Nonetheless she applies a similarly diligent approach to her deeply permeable writing as she does to perfectly balancing a corporate job with her creative and social life:
I always look at what I’ve written first, since I’m a firm believer that the text should be represented as cleanly as possible. Otherwise it’s not respectful towards the reader: it shows negligence and conceit.
The Seventh Doll
I immersed myself in what I was writing, I literally had tears in my eyes
The form in which she delivers her work is impeccable and the content itself makes you feel like you’re invested in every written word. She learnt the value of this while working on her latest novel, The Seventh Doll of Douer, when one of her editors came back with a suggestion:
He said: when one of your characters dies you need to write in a way that would make the reader want to cry, that would almost tear their soul apart. Write it so that you yourself want to cry. And so I immersed myself in what I was writing, I literally had tears in my eyes. And you may consider it mysticism, but if I’m crying while I’m writing, my reader should be able to feel this while he reads. My mood should transcend to my reader.
The Seventh Doll is based in Baku and is about seven orphans who are placed under the patronage of a professor named Klaus Douer, a scientist to the core who is trying to solve the mystery of human character. But this isn’t any usual orphanage: Klaus, deeply affected by his own failed relationship with his father, decides to conduct an experiment. He chooses seven children from different families, teaches them to control their own feelings and the effects of the outside world, and most importantly how family or any other human connection involving love or attachment are overrated.

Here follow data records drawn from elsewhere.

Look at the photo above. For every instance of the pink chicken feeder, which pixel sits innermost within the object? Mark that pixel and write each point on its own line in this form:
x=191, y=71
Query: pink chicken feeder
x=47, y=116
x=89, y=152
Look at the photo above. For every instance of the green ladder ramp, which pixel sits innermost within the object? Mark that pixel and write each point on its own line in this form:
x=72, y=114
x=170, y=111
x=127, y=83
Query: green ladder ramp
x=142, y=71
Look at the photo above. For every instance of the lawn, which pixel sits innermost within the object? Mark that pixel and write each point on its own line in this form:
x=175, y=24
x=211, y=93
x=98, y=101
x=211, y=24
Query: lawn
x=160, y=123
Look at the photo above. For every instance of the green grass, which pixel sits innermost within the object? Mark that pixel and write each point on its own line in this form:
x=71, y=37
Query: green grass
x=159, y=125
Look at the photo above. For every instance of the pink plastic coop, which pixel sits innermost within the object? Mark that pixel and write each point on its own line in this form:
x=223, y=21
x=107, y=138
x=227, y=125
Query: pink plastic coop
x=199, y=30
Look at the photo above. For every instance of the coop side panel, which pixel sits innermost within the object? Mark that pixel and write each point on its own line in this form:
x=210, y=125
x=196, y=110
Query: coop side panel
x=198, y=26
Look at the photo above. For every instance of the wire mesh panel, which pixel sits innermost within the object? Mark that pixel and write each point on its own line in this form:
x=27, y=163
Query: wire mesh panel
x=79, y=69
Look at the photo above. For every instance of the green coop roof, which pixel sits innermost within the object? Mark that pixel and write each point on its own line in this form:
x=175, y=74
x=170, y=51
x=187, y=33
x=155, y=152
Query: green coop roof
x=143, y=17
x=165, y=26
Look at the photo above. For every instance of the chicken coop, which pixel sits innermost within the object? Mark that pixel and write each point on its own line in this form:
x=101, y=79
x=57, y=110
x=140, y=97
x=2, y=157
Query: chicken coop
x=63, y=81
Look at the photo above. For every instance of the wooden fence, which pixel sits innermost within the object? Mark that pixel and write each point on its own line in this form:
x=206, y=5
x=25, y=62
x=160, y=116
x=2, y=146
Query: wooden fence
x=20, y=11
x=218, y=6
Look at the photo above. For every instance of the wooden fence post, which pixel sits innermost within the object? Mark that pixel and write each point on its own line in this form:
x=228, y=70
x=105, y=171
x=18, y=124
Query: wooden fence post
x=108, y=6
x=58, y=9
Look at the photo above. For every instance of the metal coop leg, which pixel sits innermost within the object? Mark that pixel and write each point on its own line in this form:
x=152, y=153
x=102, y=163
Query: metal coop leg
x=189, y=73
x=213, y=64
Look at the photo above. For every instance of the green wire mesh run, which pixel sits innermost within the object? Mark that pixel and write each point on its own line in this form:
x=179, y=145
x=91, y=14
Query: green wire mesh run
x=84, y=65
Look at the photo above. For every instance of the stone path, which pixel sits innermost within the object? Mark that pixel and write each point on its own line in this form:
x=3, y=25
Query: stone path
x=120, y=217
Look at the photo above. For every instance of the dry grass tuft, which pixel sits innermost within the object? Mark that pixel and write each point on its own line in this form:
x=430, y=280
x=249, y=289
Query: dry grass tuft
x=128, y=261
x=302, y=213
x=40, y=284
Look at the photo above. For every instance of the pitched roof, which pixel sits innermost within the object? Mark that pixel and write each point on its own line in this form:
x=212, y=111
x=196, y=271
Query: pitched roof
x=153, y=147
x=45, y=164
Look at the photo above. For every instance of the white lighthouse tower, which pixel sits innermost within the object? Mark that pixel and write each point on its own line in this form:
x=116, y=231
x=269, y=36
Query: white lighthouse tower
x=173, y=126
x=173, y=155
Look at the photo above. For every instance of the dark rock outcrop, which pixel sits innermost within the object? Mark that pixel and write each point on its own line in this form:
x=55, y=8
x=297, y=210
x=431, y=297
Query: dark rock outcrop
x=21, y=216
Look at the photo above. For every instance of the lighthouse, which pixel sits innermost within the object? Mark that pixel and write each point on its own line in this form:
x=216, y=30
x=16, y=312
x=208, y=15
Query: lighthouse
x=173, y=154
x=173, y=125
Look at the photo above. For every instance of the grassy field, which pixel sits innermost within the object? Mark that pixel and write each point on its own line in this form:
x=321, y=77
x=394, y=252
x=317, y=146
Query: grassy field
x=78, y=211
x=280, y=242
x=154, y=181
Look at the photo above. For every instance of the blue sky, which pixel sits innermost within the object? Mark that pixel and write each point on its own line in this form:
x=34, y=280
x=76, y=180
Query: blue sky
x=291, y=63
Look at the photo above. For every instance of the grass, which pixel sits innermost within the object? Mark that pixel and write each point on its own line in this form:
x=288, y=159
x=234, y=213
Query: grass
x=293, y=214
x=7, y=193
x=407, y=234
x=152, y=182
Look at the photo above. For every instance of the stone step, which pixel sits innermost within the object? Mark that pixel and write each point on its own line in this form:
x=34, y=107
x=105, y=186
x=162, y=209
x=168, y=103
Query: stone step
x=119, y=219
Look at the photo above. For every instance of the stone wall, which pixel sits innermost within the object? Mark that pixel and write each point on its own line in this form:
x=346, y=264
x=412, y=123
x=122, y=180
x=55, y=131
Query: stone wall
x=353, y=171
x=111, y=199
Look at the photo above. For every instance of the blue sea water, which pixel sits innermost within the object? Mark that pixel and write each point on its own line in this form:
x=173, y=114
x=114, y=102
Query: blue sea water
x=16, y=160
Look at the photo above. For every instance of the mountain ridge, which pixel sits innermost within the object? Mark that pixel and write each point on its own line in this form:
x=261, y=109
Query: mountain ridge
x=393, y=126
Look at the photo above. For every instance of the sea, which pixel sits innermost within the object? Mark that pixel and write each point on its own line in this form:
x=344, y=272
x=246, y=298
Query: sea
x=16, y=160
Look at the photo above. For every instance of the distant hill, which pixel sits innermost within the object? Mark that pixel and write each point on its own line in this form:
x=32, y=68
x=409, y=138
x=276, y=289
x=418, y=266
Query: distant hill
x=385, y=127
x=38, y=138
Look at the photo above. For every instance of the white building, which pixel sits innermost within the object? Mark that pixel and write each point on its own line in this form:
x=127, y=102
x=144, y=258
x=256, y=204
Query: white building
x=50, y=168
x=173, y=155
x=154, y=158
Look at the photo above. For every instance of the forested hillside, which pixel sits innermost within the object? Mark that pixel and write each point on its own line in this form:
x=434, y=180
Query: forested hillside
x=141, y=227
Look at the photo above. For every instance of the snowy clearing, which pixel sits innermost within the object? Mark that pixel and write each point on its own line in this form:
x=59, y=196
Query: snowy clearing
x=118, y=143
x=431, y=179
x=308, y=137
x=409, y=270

As the children grow older, the professor notes how close (or far) these apples have fallen from their original trees, especially when they are introduced to the outside world, where each of them, regardless of what they have been taught, attempts to look for their families in one form or other.
The theme of mysticism is present in almost all of her work – this is something that attracted me from when I was a child. And with many of her stories being set in Baku, Narmina agrees that the culture of this city also influences her writing a lot:
I humanise the city, it’s not just buildings. It has a soul. In all my books I have a part about the city, usually the heart of it – Icherisheher. I often describe the narrow streets, Shirvanshahs’ Palace. Maybe it’s because my relatives were from there, I don’t know.
The power of a wish
A couple of weeks ago, she started her new novel. Usually, she says, after you publish something, for a period of time, you’re empty. It takes some time to write again. But this time it started unusually easily and despite almost never knowing how her novel is going to end, on this occasion she already has a title, which in the case of The Seventh Doll had taken some thinking.

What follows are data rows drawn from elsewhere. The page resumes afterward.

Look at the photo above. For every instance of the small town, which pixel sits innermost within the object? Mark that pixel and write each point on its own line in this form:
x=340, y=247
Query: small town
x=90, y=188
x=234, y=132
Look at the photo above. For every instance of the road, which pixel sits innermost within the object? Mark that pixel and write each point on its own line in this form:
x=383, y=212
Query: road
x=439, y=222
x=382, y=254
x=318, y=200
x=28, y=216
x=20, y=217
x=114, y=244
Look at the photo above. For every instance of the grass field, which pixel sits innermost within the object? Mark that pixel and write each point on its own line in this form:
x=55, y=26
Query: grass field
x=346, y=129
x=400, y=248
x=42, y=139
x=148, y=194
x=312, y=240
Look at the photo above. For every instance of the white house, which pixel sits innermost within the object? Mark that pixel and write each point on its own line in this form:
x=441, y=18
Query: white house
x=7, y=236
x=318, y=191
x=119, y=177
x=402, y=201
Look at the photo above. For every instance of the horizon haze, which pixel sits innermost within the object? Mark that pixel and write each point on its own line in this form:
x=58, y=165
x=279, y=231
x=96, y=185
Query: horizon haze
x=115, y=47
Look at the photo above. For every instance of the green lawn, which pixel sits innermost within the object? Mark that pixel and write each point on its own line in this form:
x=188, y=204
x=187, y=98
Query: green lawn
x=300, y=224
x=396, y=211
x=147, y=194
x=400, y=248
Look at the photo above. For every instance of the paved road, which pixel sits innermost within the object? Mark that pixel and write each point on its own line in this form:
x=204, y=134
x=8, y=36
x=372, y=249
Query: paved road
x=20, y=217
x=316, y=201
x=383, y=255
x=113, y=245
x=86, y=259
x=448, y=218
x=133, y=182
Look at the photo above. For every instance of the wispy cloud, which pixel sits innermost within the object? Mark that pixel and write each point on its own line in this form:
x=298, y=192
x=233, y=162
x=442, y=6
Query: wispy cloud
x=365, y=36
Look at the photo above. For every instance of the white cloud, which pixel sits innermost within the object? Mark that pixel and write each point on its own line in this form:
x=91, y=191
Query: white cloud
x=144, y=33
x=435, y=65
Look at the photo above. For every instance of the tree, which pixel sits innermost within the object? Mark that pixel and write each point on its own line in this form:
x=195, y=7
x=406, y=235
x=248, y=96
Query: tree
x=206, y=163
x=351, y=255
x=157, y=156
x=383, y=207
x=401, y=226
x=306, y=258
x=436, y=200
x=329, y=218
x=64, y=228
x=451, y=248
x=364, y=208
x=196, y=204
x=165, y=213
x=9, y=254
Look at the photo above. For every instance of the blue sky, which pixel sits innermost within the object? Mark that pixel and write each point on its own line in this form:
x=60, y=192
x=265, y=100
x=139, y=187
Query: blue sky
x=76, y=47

Something Narmina says at the end of our conversation lingers with me as I walk back to the office: Nothing is impossible. Everything in life is tied to the power of a wish. If you wanted something and didn’t achieve it, you have to be honest with yourself and admit that you didn’t want it badly enough. Otherwise it would’ve been done, because the power of a wish is immense.

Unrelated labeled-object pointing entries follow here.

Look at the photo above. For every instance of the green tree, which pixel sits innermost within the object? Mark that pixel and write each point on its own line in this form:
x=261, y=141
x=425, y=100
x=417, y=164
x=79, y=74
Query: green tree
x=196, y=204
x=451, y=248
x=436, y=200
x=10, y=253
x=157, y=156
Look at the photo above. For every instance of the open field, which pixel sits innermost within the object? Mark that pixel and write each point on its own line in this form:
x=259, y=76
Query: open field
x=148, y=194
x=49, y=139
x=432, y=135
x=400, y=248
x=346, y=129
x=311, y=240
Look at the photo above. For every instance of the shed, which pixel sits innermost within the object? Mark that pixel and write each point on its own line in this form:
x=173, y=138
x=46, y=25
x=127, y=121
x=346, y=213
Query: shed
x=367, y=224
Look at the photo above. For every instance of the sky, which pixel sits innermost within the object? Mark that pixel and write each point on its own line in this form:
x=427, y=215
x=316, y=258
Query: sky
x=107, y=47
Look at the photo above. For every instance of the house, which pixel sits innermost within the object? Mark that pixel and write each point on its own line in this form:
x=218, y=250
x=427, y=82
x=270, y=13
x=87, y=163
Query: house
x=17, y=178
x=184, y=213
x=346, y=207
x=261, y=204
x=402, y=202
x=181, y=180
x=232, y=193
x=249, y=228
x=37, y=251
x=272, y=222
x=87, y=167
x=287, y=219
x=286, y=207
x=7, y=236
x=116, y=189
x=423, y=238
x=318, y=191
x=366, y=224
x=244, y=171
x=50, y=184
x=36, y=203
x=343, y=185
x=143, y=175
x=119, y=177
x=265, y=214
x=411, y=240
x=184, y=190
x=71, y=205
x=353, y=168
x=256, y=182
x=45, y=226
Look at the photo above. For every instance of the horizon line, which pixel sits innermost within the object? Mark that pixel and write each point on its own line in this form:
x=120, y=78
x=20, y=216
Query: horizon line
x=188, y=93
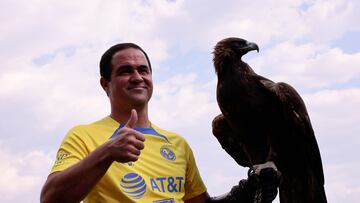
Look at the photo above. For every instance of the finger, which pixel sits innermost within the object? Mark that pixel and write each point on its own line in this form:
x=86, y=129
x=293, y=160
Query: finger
x=131, y=123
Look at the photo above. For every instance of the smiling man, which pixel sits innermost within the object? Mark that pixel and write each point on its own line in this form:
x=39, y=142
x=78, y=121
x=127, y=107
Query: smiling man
x=126, y=158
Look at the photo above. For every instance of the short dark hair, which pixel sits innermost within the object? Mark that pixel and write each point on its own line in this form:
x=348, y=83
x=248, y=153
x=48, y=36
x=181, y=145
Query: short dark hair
x=105, y=62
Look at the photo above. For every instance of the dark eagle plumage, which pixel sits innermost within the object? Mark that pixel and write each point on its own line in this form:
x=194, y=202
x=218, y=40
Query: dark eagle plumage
x=266, y=121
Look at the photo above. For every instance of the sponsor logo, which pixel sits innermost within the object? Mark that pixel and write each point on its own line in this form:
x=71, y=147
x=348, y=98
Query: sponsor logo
x=133, y=185
x=60, y=156
x=167, y=184
x=165, y=201
x=167, y=153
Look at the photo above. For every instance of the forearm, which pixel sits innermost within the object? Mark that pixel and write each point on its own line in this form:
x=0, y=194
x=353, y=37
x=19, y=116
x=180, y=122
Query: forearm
x=74, y=183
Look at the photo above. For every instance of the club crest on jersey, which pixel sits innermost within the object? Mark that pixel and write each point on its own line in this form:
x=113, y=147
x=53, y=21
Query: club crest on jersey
x=133, y=185
x=167, y=153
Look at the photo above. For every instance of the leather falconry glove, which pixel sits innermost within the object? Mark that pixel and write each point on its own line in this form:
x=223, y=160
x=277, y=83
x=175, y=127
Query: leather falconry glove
x=256, y=188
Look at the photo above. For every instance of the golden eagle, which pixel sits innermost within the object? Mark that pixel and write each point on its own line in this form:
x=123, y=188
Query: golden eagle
x=264, y=121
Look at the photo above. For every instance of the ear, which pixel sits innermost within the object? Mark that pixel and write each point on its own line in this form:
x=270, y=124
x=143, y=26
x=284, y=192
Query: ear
x=105, y=85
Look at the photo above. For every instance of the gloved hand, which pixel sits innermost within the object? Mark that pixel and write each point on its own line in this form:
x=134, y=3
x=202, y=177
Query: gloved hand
x=257, y=188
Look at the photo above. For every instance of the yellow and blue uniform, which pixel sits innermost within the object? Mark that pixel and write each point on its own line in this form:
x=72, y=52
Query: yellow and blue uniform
x=165, y=172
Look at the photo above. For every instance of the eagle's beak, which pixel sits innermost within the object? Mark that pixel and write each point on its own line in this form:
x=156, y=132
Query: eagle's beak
x=251, y=46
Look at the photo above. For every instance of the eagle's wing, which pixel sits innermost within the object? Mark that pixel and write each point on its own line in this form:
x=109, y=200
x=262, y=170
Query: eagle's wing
x=228, y=140
x=301, y=134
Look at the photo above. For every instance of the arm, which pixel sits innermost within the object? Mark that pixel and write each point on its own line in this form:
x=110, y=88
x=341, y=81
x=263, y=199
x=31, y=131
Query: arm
x=75, y=182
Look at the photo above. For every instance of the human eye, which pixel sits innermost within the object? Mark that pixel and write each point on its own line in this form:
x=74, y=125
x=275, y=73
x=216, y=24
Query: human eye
x=144, y=69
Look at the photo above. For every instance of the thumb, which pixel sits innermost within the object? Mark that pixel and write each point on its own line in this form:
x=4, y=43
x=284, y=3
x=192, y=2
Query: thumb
x=132, y=120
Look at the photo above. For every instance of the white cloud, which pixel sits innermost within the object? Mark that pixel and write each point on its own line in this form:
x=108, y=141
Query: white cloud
x=66, y=39
x=307, y=65
x=22, y=175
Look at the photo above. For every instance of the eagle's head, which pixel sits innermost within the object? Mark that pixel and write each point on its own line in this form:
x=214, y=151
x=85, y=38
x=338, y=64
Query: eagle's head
x=230, y=49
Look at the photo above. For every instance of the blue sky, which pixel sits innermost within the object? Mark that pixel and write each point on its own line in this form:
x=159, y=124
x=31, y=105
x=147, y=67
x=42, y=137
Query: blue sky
x=50, y=50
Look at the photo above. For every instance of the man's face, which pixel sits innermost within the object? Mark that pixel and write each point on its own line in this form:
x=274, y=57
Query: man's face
x=131, y=80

She certainly has acquired some of those traits she admires so much in Abdullayev. Talking to her, I was feeling equally inspired and motivated as she was after each meeting with him.
It’s incredible sometimes the people we get to meet in life. And how you meet them is another story in itself. Smiling at my signed copy of The Seventh Doll, I can’t help but be proud of yet another incredible acquaintance that Visions of Azerbaijan has presented to me. On behalf of our team, I wish Narmina even more creative inspiration and every success in the future.